Deux axes devraient donc être développés dimanche par Benoît Hamon, lors de son discours de clôture : l'écologie et les migrants.
" Il faut affirmer que la réaction identitaire n'apporte pas de solution aux questions actuelles. -L'écologie dépasse les particularismes, tout comme la question des migrants. On veut être le mouvement anti-identitaire ", explique Guillaume Balas, bras droit de M. Hamon. Avec le risque de se faire accuser " d'angélisme " par leurs adversaires.
" Ce n'est pas grave, insiste encore M. Balas.
Nous sommes des réalistes au fond. L'Europe vieillit, il faut savoir également s'adresser à un continent, l'Afrique, qui se développe. Ce que l'on veut faire, c'est au moins porter une parole sur ce sujet. "
Gauche humanisteL'intérêt de se saisir de cette question est multiple pour Génération.s. Les hamonistes ont tout intérêt à se démarquer, à se faire attaquer par la droite et l'extrême droite pour se retrouver au centre du jeu politique, et exister aux yeux des Français. Ensuite, les stratèges de Génération.s entendent occuper un espace laissé de côté, celui de la gauche humaniste, par la plupart des formations progressistes, mais aussi par La République en marche.
Ils devront faire vite : certains socialistes établissent le même constat et poussent Olivier Faure, le premier secrétaire du Parti socialiste (PS), à prendre des positions fortes sur la question lors d'Europe Together, la réunion des sociaux-démocrates européens à Paris, vendredi 29 juin. Ce fut d'ailleurs l'objet de vives discussions lors du bureau national socialiste du 26 juin.
" La gauche morale attend une réponse du PS sur les migrants, estime Valérie Rabault, présidente du groupe Nouvelle Gauche à l'Assemblée nationale.
Il y a une crise qui existe, et il ne faut pas la nier. "
Génération.s n'a, de toute façon, pas le choix : il faut rebondir pour sortir d'une mauvaise séquence.
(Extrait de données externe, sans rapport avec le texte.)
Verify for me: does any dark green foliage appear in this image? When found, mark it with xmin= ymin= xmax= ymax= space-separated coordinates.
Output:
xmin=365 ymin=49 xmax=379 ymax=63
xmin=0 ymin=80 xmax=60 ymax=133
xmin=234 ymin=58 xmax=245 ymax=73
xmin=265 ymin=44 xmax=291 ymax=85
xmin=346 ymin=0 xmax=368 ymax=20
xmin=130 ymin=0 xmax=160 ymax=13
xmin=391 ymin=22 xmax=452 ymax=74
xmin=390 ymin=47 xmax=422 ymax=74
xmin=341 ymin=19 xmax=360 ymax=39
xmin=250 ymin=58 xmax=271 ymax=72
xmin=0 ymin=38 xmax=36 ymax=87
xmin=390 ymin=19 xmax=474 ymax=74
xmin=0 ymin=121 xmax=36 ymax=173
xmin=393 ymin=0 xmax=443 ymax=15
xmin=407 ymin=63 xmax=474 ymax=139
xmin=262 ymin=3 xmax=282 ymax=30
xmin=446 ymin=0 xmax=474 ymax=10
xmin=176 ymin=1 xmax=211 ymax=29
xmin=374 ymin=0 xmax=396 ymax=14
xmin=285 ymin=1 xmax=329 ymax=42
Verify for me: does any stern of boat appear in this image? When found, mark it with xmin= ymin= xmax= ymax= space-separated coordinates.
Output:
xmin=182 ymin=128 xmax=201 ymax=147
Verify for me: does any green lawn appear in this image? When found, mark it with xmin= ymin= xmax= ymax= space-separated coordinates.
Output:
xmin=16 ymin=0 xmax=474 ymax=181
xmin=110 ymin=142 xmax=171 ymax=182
Depuis un peu moins d'un mois, le mouvement s'empêtre dans des discussions tendues avec Europe Ecologie-Les Verts en vue des élections européennes de mai 2019. Résultat : la fébrilité gagne tout le monde, y compris Benoît Hamon qui ne se prive pas d'envoyer des SMS rageurs aux journalistes quand un article ne lui convient pas. Un signe qui ne trompe pas.
L'entretien accordé par Yannick Jadot à
Libération, le 24 juin, a -encore électrisé l'ambiance entre EE-LV et Génération.s. L'eurodéputé, qui souhaite conduire une liste
" 100 % écolo " aux élections européennes, n'a pas retenu ses coups :
" C'est sur une ligne claire qu'on fait de la politique. Moi, aujourd'hui, je vois que Benoît Hamon zigzague pour trouver sa place à gauche ", y affirme celui qui s'était retiré de la course présidentielle en 2017, en faveur de l'ancien socialiste.
Du côté de Génération.s, on dénonce une attitude
" sectaire ", un
" comportement adolescent " de la part d'EE-LV, qui ne serait focalisée que sur les batailles internes de leadership.
" Cette interview, c'est la goutte d'eau. Les Verts sont en crise, comme les socialistes. Ils sont sortis essorés du quinquennat Hollande, car ils étaient aussi au gouvernement. Or, ils ont voulu faire comme si cela n'existait pas, comme le PS ", tacle un hamoniste qui souhaite garder l'anonymat.
Guillaume Balas, quant à lui, -affirme être
" toujours ouvert aux discussions ". " C'est d'ailleurs une preuve de force de le dire. On aura notre proposition. Je ne m'intéresse pas à la psychologie des uns ou des autres ", ajoute-t-il. Pascal Cherki estime également que
" la porte est toujours ouverte ", que Génération.s ne fait pas
" de la tête de liste un préalable ". Mais il ajoute :
" Jadot a perdu toute crédibilité pour conduire un rassemblement. "
Les partisans de Benoît Hamon ne désespèrent pas de trouver un accord à l'automne, pour conduire une liste commune. En effet, les programmes politiques des deux mouvements sont quasi identiques, et la présence de deux listes fragmenterait un peu plus un électorat déjà réduit. En attendant,
" chacun va vivre sa vie, on suspend les discussions ", selon M. Cherki. Qui conclut :
" On reprendra éventuellement les discussions quand ils auront réfléchi à ce que veut dire construire un rassemblement. " L'été promet d'être chaud.